Wildschwein Maronenspätzle Apfel Granatapfel


Mr. M., ein Mitarbeiter von Frau B., brachte ihr eine Menge selbstgesammelter Maronen mit. Diese habe ich nach und nach verarbeitet, erst als gebackene Maronen, dann karamellisiert, dann mit Rosenkohl nach einem Rezept aus meinem neu erstandenen ‚Silberlöffel‘, und schließlich versuchte ich, sie in den Spätzleteig zu integrieren, was auch gut klappte.

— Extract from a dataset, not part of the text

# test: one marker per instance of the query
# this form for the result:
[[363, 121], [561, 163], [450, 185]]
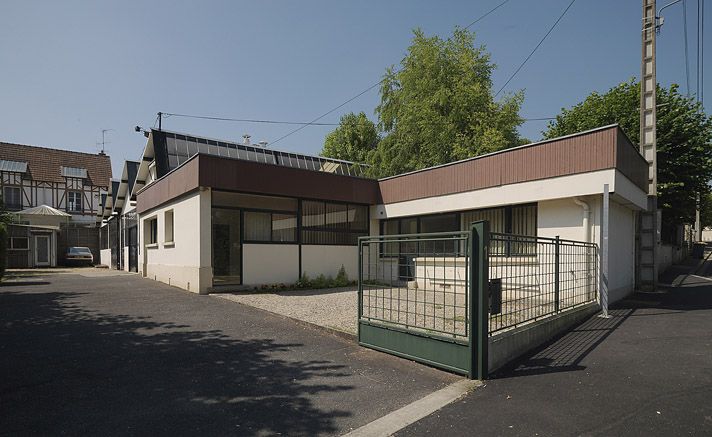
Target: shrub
[[342, 279], [3, 249]]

Auf dem Markt ergatterte ich das letzte Stück Wildschwein (aus eigener Jagd), das sich für Gulasch eignete. Dazu gab es wieder Mal Steinpilze. Wir haben auf dem Markt auch viele andere Sorten, und ich muß wirklich einmal andere ausprobieren.

Rosenkohl hatte ich noch zuhause und so entstand ein typisch herbstliches Gericht.

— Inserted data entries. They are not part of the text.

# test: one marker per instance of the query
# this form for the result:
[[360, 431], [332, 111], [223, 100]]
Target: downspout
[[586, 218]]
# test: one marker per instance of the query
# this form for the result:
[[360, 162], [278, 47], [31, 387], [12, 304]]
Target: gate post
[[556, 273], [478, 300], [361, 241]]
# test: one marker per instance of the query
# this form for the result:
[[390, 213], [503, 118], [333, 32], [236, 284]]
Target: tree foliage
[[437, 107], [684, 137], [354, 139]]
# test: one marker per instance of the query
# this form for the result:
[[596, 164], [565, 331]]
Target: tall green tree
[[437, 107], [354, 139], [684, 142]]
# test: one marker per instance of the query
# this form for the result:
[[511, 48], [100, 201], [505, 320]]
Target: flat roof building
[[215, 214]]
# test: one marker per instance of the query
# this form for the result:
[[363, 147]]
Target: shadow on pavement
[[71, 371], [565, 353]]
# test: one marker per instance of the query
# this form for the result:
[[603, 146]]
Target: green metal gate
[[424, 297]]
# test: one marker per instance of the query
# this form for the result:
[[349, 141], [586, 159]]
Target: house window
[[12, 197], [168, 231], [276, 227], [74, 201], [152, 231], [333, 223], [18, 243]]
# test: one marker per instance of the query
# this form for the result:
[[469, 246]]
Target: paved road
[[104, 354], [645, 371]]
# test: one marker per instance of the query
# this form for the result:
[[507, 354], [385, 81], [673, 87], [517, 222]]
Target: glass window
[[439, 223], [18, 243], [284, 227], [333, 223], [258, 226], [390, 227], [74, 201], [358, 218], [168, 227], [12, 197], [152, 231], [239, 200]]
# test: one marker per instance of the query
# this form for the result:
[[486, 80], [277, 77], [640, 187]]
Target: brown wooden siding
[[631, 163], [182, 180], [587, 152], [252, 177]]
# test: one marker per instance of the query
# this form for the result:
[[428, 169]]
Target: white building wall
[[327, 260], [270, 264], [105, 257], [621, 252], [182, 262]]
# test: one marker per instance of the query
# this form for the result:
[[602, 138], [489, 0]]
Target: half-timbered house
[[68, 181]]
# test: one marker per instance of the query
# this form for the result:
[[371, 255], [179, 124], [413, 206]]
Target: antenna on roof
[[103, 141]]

Das Wilschweingulasch wurde scharf angebraten, dann herausgenommen.

Eine Schalotte, 2 Kloblauchzehen anschwitzen, tomatisieren, mit 1/2 Liter Rotwein ablöschen. Wildschwein dazu, Lorbeerblatt, Wacholderbeeren, Thymian, Rosmarin und Majoran frisch, Pfeffer, Piment und Orangenschale dazu,

Temperatur heruntersetzen, daß es gerade zieht.

Ich hab es 2 Stunden ziehen lassen, einmal etwas Wasser aufgefüllt.

 

Der Rosenkohl kommt in kochendes, gesalzenes Wasser, wird bissfest gegart und eiskalt abgeschreckt, um seine schöne Farbe zu behalten. Anschliessend wird er in Butter geschwenkt und mit Salz, Pfeffer und Muskat abgeschmeckt.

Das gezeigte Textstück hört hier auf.